The Chains We Cannot See
Reyna’s POV
I woke up gasping.
Not from a dream—no, I wasn’t lucky enough for this to be a nightmare. I could still feel it. The sting on my wrist. The phantom heat crawling beneath my skin. The weight of words I didn’t understand pressing against my ribs.
The bond has begun.
I shoved the thought away, swallowing against the dryness in my throat. My heart was beating too fast, each thud hammering against my ribs like it wanted out.
I tried to move—tried to push myself up, tried to run—only to feel it.
A force. Invisible. Unseen.
It wasn’t chains, wasn’t ropes, but something just as strong, just as binding.
My breath caught. I yanked my wrist away—nothing stopped me, nothing visible at least—but the second I tried to shift off the bed, my body refused.
Like a puppet with tangled strings.
A slow, curling panic wrapped around my lungs.
I wasn’t restrained. There were no ropes tying me down, no weights on my limbs. But something was holding me here.
And across the room—he watched.
Draven sat in a chair near the fireplace, one leg crossed over the other, looking impossibly at ease. The flames behind him cast long shadows across his sharp features—features that should have belonged to something carved out of stone, something cold, something lifeless.
But his eyes. His eyes were alive.
Crimson, deep and endless, flickering like embers in the dim light. Watching me. Always watching.
I swallowed hard, pushing against the fear curling in my stomach. I wasn’t going to sit here and let him trap me like some helpless little thing.
“Let me go.”
My voice wavered, but I forced steel into it.

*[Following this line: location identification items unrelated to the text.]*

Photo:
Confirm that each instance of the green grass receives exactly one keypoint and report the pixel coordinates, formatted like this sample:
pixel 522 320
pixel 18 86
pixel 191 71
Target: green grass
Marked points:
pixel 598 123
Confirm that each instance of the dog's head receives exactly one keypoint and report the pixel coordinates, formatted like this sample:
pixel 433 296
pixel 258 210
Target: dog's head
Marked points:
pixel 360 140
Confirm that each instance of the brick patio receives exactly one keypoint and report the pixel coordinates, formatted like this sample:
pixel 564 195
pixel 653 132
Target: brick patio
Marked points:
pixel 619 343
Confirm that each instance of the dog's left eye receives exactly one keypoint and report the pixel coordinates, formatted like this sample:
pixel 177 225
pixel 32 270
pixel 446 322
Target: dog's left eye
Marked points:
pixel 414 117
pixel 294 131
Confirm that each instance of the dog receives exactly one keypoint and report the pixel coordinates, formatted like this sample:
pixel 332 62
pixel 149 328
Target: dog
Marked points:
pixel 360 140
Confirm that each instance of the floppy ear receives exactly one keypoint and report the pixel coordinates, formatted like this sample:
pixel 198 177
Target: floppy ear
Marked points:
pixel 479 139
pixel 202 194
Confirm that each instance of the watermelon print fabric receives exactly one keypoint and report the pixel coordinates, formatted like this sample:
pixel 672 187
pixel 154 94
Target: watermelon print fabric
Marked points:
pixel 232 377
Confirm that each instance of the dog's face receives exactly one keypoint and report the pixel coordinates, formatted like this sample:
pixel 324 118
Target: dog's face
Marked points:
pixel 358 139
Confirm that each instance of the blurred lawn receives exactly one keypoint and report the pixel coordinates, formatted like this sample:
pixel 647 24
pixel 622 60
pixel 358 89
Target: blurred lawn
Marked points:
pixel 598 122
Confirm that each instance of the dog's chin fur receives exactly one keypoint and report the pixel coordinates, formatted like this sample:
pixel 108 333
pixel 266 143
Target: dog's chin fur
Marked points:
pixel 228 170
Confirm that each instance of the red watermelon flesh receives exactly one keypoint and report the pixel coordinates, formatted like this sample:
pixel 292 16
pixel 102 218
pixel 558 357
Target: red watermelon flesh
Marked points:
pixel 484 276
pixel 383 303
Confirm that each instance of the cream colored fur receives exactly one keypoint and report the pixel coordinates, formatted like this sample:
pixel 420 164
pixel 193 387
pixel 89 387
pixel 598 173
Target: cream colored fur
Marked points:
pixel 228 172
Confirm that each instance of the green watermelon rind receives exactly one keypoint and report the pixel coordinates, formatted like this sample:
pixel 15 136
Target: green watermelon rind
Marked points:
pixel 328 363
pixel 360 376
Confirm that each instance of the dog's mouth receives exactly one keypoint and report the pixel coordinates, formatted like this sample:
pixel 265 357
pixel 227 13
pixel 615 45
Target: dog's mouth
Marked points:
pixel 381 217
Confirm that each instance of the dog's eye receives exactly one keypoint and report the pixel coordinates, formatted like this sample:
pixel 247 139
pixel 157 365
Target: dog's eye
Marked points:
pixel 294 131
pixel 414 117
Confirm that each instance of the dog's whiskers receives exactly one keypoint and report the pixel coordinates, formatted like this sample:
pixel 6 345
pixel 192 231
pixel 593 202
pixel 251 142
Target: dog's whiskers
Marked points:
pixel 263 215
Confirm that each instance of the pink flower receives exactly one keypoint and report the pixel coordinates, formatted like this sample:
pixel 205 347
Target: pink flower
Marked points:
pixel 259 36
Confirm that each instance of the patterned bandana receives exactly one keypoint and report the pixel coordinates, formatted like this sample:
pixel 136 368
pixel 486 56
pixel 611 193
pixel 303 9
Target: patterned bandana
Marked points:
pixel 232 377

Draven didn’t answer. Not right away. Just a slow tilt of his head, the faintest flicker of something like amusement curling the corner of his mouth.
"You don’t understand," he said finally, his voice smooth, almost lazy.
My fingers curled into the silk sheets. "Then make me understand."
Another silence. Another heartbeat where I thought I saw something flicker in his gaze—something dark, something knowing.
Then he stood.
I sucked in a breath.
It was effortless, the way he moved. Too smooth, too precise, too controlled. Like a shadow stretching. Like a creature that had never once been human and didn’t bother pretending to be.
Each step brought him closer, the faint scent of cedar and smoke curling through the air. My body tensed, warning bells screaming in my head.
But the moment he was close enough to touch—the pull snapped tight.
A sharp, breath-stealing ache bloomed deep inside me.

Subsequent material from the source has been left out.